En esos días después de la guerra se iniciaba una revolución en la agricultura y en la práctica veterinaria. El cultivo de los campos se había convertido más en una ciencia y los conceptos valorados durante generaciones estaban quedando en el olvido, mientras que en el mundo de la medicina veterinaria surgían nuevos procedimientos quirúrgicos y medicamentos, como la penicilina y las sulfas, que iban desplazando lentamente nuestros viejos tratamientos. También había señales de que los pequeños granjeros estaban desapareciendo. Estos hombres, algunos de ellos con sólo seis vacas, unos cuantos cerdos y un puñado de aves, aún constituían el grueso de nuestra clientela, pero comenzaban a preguntarse si podrían ganarse la vida con esos activos y uno o dos de ellos ya habían vendido sus tierras a agricultores más pudientes. Los granjeros en pequeño (viejos obstinados en continuar haciendo lo que hacían, por la única razón de que siempre había sido así) eran a quienes yo estimaba en realidad, esos personajes poseedores de la verdadera riqueza, que vivían con los valores de antaño y hablaban el viejo dialecto de Yorkshire, casi arrollado por la radio y la televisión.

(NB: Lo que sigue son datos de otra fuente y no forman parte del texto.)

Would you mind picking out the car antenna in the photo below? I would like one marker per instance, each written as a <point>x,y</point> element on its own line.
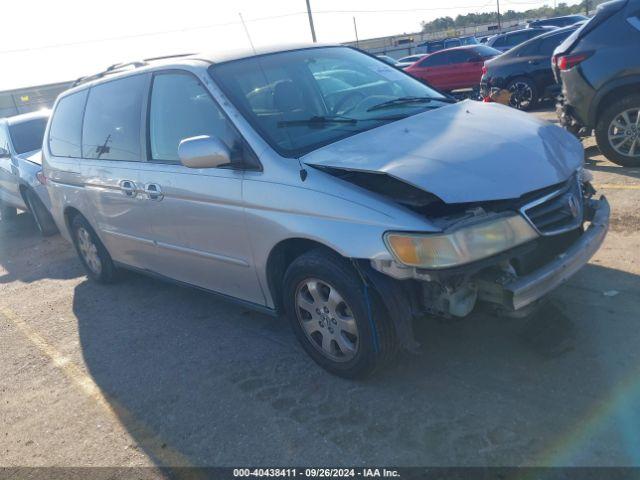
<point>246,30</point>
<point>303,171</point>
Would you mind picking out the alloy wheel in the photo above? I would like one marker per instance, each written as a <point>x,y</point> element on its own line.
<point>624,133</point>
<point>521,95</point>
<point>326,319</point>
<point>89,251</point>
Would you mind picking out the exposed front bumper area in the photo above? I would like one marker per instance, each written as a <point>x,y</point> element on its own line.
<point>520,292</point>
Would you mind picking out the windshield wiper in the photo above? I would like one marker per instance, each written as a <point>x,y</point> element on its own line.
<point>407,101</point>
<point>317,121</point>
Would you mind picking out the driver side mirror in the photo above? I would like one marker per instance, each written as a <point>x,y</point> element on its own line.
<point>203,152</point>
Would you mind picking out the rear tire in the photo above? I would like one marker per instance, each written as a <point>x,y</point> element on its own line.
<point>340,322</point>
<point>524,94</point>
<point>42,217</point>
<point>7,213</point>
<point>617,140</point>
<point>93,255</point>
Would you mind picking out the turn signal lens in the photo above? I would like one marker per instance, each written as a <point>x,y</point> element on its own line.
<point>41,178</point>
<point>461,246</point>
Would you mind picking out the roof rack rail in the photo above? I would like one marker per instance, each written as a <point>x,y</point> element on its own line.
<point>112,69</point>
<point>119,67</point>
<point>164,57</point>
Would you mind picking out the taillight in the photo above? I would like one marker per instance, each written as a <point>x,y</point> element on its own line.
<point>41,178</point>
<point>567,62</point>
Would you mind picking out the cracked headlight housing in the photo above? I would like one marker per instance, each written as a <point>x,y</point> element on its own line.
<point>460,246</point>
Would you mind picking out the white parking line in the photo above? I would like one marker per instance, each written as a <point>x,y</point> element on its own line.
<point>144,436</point>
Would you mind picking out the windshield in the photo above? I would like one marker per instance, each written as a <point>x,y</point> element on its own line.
<point>27,136</point>
<point>303,99</point>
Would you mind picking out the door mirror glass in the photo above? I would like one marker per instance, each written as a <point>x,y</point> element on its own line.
<point>203,152</point>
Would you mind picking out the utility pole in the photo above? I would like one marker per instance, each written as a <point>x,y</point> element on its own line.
<point>355,28</point>
<point>313,30</point>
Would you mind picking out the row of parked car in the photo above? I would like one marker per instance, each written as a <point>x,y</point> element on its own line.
<point>592,67</point>
<point>316,182</point>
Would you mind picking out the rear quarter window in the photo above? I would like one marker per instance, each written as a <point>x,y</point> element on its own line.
<point>27,136</point>
<point>66,126</point>
<point>113,118</point>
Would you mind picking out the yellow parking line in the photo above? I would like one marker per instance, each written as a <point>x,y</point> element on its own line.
<point>143,435</point>
<point>613,186</point>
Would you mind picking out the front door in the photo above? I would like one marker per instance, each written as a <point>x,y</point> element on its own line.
<point>113,150</point>
<point>196,215</point>
<point>9,188</point>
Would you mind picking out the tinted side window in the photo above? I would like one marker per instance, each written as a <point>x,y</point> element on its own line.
<point>66,126</point>
<point>4,139</point>
<point>500,42</point>
<point>182,108</point>
<point>459,56</point>
<point>111,129</point>
<point>434,60</point>
<point>27,136</point>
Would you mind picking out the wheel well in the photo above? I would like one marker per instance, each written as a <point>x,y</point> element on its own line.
<point>614,95</point>
<point>23,194</point>
<point>279,260</point>
<point>69,215</point>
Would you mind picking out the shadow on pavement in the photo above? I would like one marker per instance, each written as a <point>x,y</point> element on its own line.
<point>50,257</point>
<point>214,384</point>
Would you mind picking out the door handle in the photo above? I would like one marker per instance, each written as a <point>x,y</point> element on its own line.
<point>153,191</point>
<point>128,188</point>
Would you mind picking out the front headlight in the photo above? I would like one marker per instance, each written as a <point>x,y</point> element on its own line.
<point>458,247</point>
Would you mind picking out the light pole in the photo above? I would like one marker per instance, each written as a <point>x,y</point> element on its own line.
<point>313,30</point>
<point>355,28</point>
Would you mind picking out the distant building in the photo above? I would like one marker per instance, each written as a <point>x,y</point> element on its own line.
<point>23,100</point>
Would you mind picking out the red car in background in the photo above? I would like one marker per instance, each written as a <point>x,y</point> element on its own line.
<point>454,68</point>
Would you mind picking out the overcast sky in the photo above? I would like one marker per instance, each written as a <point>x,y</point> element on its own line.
<point>57,40</point>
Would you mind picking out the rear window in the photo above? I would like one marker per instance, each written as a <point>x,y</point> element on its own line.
<point>112,120</point>
<point>66,126</point>
<point>27,136</point>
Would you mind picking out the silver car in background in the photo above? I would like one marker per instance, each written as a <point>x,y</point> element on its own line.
<point>21,184</point>
<point>321,183</point>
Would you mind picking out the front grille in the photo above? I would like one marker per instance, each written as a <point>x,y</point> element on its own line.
<point>556,212</point>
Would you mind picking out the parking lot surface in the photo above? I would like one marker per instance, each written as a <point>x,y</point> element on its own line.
<point>145,373</point>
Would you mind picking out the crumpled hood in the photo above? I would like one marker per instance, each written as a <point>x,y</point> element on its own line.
<point>465,152</point>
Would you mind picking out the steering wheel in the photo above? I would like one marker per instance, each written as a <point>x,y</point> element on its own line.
<point>358,96</point>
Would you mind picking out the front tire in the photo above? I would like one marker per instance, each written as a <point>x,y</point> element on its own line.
<point>93,255</point>
<point>42,217</point>
<point>618,132</point>
<point>339,321</point>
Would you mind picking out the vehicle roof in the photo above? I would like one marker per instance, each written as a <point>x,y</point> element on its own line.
<point>461,47</point>
<point>550,33</point>
<point>573,15</point>
<point>541,28</point>
<point>221,56</point>
<point>24,117</point>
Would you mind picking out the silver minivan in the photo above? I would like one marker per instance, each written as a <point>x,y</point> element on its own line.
<point>322,183</point>
<point>21,181</point>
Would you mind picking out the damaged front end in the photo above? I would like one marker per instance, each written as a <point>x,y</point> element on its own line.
<point>541,240</point>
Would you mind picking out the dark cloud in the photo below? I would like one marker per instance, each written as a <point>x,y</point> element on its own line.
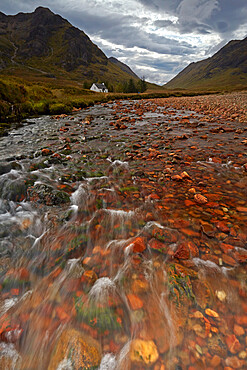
<point>135,36</point>
<point>202,16</point>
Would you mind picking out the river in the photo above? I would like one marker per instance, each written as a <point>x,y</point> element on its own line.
<point>123,239</point>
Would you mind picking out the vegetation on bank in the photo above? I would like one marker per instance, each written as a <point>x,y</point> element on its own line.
<point>21,98</point>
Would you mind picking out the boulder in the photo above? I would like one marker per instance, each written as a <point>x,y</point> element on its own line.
<point>76,348</point>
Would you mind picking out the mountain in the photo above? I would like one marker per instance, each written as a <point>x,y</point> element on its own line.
<point>123,67</point>
<point>225,69</point>
<point>45,44</point>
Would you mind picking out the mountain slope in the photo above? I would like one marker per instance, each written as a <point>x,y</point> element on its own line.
<point>46,44</point>
<point>225,69</point>
<point>124,67</point>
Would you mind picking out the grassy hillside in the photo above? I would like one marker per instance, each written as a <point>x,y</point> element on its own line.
<point>43,44</point>
<point>226,70</point>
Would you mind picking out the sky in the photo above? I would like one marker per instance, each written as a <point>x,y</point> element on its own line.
<point>155,38</point>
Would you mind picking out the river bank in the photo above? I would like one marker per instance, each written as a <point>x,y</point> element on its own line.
<point>124,236</point>
<point>20,99</point>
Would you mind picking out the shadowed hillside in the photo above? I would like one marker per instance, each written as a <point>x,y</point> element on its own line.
<point>43,44</point>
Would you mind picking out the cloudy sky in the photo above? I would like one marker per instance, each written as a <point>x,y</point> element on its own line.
<point>156,38</point>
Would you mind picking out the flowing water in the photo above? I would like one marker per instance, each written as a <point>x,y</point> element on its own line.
<point>104,263</point>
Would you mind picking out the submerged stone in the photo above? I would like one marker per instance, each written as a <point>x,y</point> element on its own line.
<point>80,350</point>
<point>144,352</point>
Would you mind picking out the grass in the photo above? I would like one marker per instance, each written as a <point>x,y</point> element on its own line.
<point>34,95</point>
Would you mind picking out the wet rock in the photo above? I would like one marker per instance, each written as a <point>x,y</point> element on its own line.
<point>134,301</point>
<point>47,194</point>
<point>234,362</point>
<point>217,346</point>
<point>77,348</point>
<point>238,330</point>
<point>14,189</point>
<point>200,199</point>
<point>233,344</point>
<point>138,245</point>
<point>144,352</point>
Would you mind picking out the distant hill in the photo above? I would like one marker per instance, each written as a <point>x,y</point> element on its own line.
<point>225,69</point>
<point>123,67</point>
<point>45,44</point>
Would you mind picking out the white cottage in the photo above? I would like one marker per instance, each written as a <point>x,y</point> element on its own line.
<point>99,87</point>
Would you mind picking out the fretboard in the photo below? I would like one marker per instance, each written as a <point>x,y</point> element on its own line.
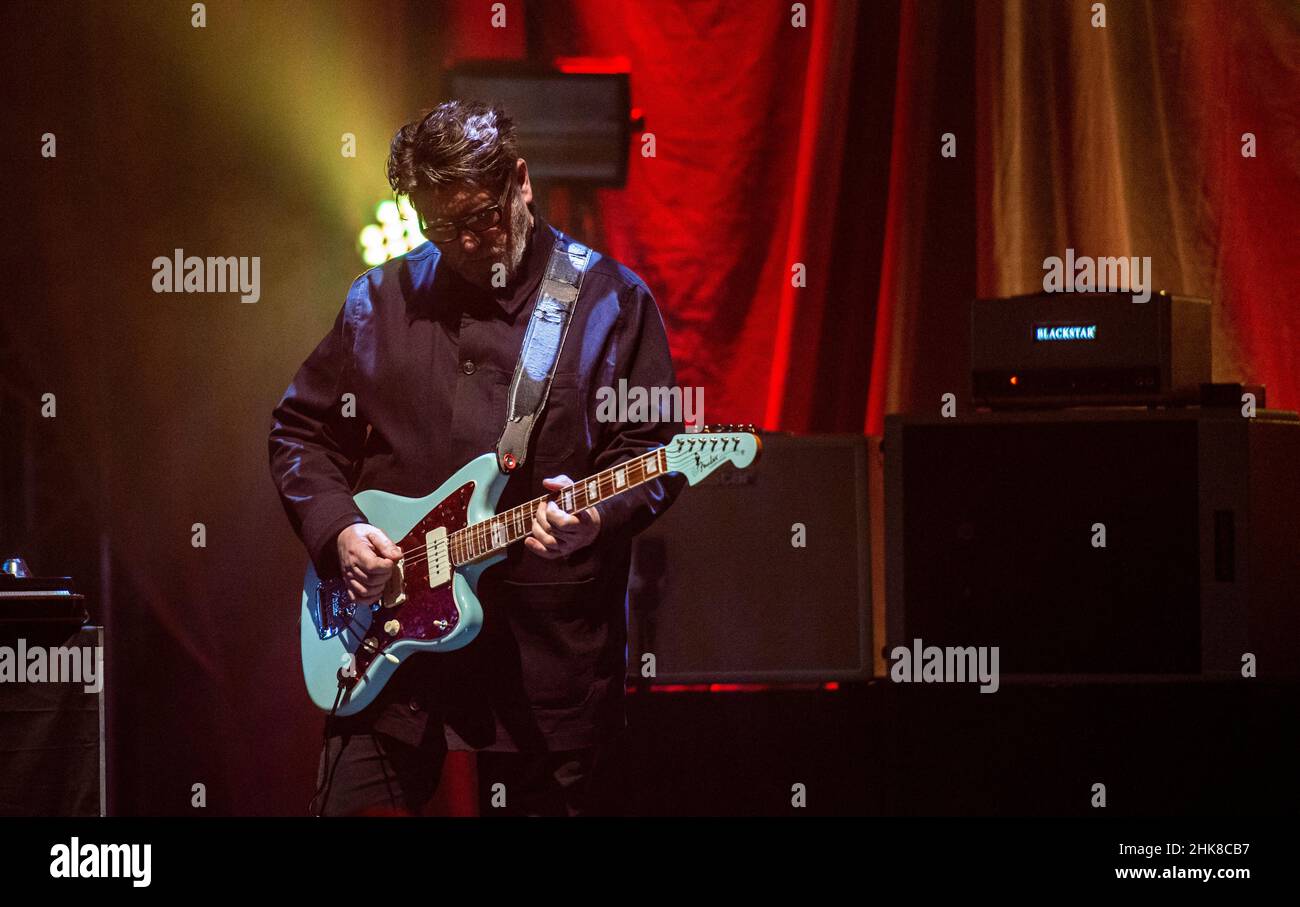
<point>494,534</point>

Respiré profundamente y subí al automóvil. Miré hacia las lejanas colinas cuyas cumbres atravesaban las nubes, hilera tras hilera, eternas, indestructibles, erguidas sobre la magnificencia de los valles por debajo de ellas, y de inmediato me sentí mejor. Después de todo, esa región no había cambiado.

Hice una visita más y conduje de regreso a nuestra oficina en la espaciosa y elegante Skeldale House. El lugar estaba casi igual que cuando lo vi por primera vez hacía varios años, sin embargo también había sufrido cambios. Mi socio, Siegfried Farnon, se había casado, al igual que su hermano menor, Tristán. Después ambos se cambiaron de casa, pero Siegfried vivía a pocos kilómetros de nuestro pueblo de Darrowby. Mi esposa Helen y yo, con nuestro pequeño Jimmy, teníamos toda la casa para nosotros. Por desgracia, Tristán ya no ejercía la profesión. Al término de la guerra se había convertido en el capitán Farnon del Cuerpo de Veterinarios del Ejército, agregado al Ministerio de Agricultura como funcionario en una investigación sobre la esterilidad en animales. Dejó un vacío triste en nuestras vidas aunque, por fortuna, todavía lo veíamos con regularidad junto con su esposa.

Abrí la puerta y, a medio camino del consultorio, Siegfried por poco me arrolla. Entró como tromba por el pasillo y me tomó del brazo con brusquedad.

—¡Ah, James! ¡Precisamente el hombre que estoy buscando! Esta mañana he tenido el momento más desagradable de mi vida. Rompí el tubo de escape de mi automóvil en ese pésimo camino de High Liston, y ahora me encuentro sin un medio de transporte hasta que puedan hacer la reparación. ¡Es desquiciante!

—Está bien, Siegfried. Yo atenderé a tus pacientes.